Rewilding


Subscriptions for the Planet

5th April 2021

It's taking many forms at the moment. Still, it's evident that a lot more people are becoming interested in the planet on which we live, and some of them are becoming invested in the various processes in which people are trying to make Earth a better place.

Some choose to protest against global corporations that are performing harmful acts against the environment. Others try to develop small businesses that sell more sustainable goods, and there are loads more.

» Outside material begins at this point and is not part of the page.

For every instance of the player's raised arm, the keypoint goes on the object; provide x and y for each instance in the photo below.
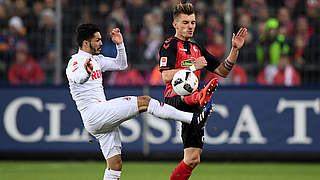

I am more interested in learning about ecosystems and the various connections between flora and fauna. And I'd like more of these ecosystems to exist. I want humans to learn to live with nature again, and therefore our landscapes to go back to how they were many years ago, when the Scottish highlands were full of forests, and there were animals such as the Lynx roaming Britain.

The terms used to describe such goals are "reforestation" and "rewinding". And while I'm not up in the Highlands replanting trees, keeping livestock from destroying more woodland, or campaigning for the return of apex predators. I've found two subscription services essentially, where you can help fund various activities such as reforestation and other climate-related projects. So I thought I'd share some information about them here if anyone else would be interested in helping their causes.

Ecologi

Photo: Ecologi. Showing the Reforesting Dalry project.

The first one I'll mention is Ecologi. I've had a membership for over six months now, and the work they do around the world is excellent. Their main objectives are to plant trees and to fund the best climate crisis solutions.

A lot of the time, the projects are based around reforestation, protecting wildlife, and funding renewable energy projects. A few examples are protesting forests in Northern Zimbabwe, preserving prime Brazilian rainforests, and reforesting a place called Dalry in Scotland.

How Ecologi works is that as your money funds climate projects and tree planting, you get to visualise this in your digital forest. For example, my forest of little over 6-months has 472 trees and has funded 13.03 tonnes of carbon reduction.

The plans are pretty flexible, and you can add local projects to them. I have the "Booster" plan, which is just £9.40 a month and funds the planting of 24 trees per month and reducing an estimated two carbon footprints per year. I also pay an extra £10.65 a month towards a reforestation project in Scotland, which adds another three trees to their forest.

If that interests you, then I'd recommend checking them out, and if you do choose to sign up, then by using my referral link, and we'll both receive 30 trees.

Mossy Earth

Photo: Mossy Earth. Showing the wildlife that they are protecting as part of the realising projects in Scotland.

Mossy Earth is one that I've only just found, and that was through my research into various rewilding projects. The main aim of all of their projects is to "restore ecosystems and promote biodiversity".

They handle their reforestation and rewilding projects differently. As for the reforestation projects, after they have done enough analysis to decide to proceed with a project and a plan is drawn up, the process is essentially:

  1. Trees are planted
  2. Photos are taken and GPS coordinates are recorded
  3. Trees are assigned to members
  4. Trees/Forests are monitored and replanted

A few of their reforestation projects:

As for the rewilding projects, these actually include members involvement. They start with the same level of analysis, with the result being various projects being drawn up. These projects are then vetted to make sure they fit their criteria. First, to ensure that they fit within the broader context of ecological restoration for that area. Then to ensure that the drivers of degradation are actively addressed. And finally, that there is a strategy to monitor the impact of the project and potentially alter the practices used. The projects are then shown to members for approval. Here is the simplified version of that process:

  1. Project options researched
  2. Members cast votes on what projects should be implemented
  3. Projects are implemented
  4. Results are monitored and reported

Some of their rewilding projects:

They don't have specific plans like Ecologi but rather do it on a specific monthly contribution. For example, I'm currently paying £10 a month towards their projects, which they say will also go towards planting 48 trees per year.

If you're interested in signing up, then Mossy Earth also has a referral system where they will plant four extra trees for me and you if you sign up via my link.


I'm delighted these services exist. I find them to be particularly more compelling than simply donating to the equivalent charities. You get regular news and progress reports, which makes you see what your contributions are actually funding.